I should have listened sooner.

My phone buzzed in the cupholder. Again. I didn’t look at it. I’d stopped looking three hours ago, when the notifications became too much to bear.

The video had spread faster than I could have imagined, picked up by one of those accounts that posts content for people to mock. Last time I’d checked, it had over two million views and climbing. The comments were a nightmare.

She literally works at the Naughty Fork. What did she expect?

Play stupid games, win stupid prizes.

I’d grab her too lmao

Imagine being this unhinged over nothing.

Nothing. Like his hand hadn’t been under my shorts. Like I hadn’t told him twice already to stop touching me. Like I hadn’t been doing my job, trying to earn enough to cover rent and groceries and the electricity bill that was already two weeks late.

The road curved sharply, and I jerked the wheel, overcorrecting. My tires slipped on something slick beneath the snow, and for one heart-stopping moment, I felt the back end of my car start to slide. I eased off the gas, held my breath, and somehow managed to straighten out.

I needed to stop. Find somewhere to wait out the storm. But there was nothing out here. Nothing but trees and darkness and endless white.

Then I saw it. Through the curtain of snow, something dark and hulking appeared in my headlights. My brain—exhausted and tear-soaked—took a moment to process what I was seeing. A bear? Standing upright. But it was small and completely still. And positioned in a way that made no anatomical sense, like it was hugging something.

I blinked. The shape didn’t move.

That’s not a bear, I thought. Bears don’t stand like that.
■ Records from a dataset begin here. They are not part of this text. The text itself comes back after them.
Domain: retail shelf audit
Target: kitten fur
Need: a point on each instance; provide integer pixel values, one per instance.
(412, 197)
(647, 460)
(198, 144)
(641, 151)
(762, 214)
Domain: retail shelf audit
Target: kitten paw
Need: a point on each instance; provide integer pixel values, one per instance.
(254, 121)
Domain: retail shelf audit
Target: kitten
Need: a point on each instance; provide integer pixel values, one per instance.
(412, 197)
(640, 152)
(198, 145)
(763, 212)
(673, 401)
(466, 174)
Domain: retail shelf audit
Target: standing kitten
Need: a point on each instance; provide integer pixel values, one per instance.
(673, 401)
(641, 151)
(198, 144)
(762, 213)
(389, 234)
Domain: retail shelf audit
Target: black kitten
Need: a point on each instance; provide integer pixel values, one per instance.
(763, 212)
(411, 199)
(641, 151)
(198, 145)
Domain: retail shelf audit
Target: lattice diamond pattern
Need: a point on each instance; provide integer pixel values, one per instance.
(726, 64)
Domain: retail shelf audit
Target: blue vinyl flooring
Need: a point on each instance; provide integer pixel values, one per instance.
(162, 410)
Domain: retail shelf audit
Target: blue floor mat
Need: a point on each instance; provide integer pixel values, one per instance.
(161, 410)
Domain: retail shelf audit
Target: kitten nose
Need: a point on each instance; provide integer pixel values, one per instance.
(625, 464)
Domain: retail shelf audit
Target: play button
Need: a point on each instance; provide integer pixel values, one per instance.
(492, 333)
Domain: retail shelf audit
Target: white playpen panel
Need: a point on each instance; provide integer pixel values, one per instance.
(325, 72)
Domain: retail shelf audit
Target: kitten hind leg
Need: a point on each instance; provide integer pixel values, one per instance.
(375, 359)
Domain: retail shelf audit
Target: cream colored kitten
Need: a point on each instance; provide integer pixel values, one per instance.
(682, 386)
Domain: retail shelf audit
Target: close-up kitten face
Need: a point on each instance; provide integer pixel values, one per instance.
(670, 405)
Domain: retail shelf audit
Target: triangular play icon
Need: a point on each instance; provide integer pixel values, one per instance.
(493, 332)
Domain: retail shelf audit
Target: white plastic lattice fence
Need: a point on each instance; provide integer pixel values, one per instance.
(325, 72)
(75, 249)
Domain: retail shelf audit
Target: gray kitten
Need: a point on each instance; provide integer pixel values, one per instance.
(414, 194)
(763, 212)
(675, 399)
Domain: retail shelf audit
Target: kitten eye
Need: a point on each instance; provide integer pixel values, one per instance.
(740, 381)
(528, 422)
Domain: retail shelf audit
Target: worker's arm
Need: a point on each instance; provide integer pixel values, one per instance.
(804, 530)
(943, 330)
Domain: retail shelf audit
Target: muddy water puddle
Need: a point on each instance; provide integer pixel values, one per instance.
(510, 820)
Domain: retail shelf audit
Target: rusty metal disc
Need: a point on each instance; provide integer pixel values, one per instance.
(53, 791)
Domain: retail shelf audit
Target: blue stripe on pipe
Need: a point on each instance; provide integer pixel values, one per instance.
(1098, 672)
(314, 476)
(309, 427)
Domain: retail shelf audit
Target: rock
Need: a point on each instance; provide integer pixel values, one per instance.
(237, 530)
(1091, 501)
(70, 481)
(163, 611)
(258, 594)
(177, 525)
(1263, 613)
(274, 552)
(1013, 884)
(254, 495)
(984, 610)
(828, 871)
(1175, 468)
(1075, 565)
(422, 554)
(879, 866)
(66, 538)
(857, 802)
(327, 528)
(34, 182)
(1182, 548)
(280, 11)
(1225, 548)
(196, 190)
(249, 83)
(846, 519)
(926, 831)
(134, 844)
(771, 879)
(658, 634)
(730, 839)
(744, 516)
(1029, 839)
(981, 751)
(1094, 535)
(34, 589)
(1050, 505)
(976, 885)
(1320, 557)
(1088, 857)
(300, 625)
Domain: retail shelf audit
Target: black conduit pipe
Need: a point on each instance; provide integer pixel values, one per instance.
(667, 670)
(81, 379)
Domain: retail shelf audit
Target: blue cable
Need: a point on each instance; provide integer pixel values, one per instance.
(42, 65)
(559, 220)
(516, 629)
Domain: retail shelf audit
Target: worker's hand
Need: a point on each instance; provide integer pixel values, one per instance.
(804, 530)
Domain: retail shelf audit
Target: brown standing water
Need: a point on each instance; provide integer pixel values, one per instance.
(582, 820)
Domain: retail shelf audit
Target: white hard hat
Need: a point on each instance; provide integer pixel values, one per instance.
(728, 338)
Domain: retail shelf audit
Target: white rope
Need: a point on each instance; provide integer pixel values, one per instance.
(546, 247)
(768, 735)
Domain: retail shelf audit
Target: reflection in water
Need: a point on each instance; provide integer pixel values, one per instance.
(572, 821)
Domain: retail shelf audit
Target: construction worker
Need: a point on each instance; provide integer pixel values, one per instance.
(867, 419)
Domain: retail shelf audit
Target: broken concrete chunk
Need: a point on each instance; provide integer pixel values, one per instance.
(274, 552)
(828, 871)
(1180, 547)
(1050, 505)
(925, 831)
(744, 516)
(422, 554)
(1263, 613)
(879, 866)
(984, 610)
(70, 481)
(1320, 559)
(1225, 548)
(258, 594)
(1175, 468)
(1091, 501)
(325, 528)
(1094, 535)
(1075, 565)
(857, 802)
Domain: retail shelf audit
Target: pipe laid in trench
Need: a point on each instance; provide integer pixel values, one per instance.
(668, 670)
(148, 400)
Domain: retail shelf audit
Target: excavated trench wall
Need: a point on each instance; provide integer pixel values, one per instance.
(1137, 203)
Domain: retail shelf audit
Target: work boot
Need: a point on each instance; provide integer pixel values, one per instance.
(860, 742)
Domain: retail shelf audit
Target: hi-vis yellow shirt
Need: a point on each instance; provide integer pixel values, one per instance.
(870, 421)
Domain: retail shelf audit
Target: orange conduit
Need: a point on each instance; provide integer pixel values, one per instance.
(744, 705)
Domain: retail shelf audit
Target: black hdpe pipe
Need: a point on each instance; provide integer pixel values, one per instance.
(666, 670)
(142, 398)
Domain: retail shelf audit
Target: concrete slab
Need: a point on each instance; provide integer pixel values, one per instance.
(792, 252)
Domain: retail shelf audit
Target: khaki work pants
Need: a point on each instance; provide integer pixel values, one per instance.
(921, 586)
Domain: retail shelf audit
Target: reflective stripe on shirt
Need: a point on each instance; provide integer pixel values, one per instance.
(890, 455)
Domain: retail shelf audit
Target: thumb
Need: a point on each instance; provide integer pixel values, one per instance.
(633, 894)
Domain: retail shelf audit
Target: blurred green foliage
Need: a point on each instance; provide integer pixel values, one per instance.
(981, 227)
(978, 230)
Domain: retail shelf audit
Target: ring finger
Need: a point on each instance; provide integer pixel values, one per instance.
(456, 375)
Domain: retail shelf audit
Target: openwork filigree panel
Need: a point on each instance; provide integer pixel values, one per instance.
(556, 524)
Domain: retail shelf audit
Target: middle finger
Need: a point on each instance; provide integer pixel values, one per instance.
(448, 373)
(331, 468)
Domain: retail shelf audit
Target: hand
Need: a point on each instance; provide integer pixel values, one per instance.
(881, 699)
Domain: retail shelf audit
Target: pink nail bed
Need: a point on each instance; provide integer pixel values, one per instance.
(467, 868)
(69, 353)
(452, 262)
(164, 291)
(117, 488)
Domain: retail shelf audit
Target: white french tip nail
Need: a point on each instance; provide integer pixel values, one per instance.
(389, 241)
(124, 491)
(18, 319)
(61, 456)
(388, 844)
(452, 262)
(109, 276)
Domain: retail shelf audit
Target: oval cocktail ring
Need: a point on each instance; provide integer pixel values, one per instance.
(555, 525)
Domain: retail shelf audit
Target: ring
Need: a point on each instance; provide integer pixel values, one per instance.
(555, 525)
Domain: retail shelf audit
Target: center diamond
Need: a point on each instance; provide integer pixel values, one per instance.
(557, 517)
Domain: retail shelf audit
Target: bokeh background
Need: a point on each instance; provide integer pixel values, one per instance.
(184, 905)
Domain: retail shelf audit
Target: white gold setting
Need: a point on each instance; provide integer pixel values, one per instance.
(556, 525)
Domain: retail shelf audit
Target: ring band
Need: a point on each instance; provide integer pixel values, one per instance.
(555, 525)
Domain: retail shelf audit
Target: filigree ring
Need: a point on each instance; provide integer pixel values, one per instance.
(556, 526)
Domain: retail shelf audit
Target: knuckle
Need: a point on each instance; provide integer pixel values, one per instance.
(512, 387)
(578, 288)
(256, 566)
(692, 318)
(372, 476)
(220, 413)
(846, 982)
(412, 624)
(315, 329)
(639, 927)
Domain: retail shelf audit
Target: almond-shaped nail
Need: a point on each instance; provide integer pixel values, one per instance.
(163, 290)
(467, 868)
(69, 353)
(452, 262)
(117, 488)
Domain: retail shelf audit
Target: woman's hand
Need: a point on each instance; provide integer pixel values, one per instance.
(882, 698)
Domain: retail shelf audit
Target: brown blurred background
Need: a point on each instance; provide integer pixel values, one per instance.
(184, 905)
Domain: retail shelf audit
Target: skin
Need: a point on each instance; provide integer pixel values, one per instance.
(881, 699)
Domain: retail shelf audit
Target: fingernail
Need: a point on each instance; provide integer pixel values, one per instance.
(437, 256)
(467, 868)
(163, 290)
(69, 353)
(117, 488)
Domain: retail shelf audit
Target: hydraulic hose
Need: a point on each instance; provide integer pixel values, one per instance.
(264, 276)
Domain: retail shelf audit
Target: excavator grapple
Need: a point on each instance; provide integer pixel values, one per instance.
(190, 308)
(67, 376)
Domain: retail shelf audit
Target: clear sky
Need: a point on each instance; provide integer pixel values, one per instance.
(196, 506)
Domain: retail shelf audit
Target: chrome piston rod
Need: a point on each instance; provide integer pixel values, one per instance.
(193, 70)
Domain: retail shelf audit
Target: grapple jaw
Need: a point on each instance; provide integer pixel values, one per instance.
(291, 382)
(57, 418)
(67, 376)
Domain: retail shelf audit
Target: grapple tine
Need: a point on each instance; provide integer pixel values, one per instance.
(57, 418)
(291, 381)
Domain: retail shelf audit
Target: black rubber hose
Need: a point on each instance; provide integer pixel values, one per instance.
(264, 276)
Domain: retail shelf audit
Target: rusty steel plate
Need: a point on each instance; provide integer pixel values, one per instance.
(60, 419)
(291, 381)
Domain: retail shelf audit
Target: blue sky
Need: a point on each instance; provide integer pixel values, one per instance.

Bears don’t?—

Whatever it was, my car was heading straight toward it. I pumped the brakes, but the car continued its forward movement, the bear getting closer and closer?—

My front bumper connected with something solid, and the impact jolted through the car hard enough to snap my teeth together. I slammed on the brakes, skidded another few feet, and finally lurched to a stop.

For a long moment, I just sat there, hands shaking on the wheel, heart pounding against my ribs. What had I hit? A bear? A figurine of a bear? I didn’t understand.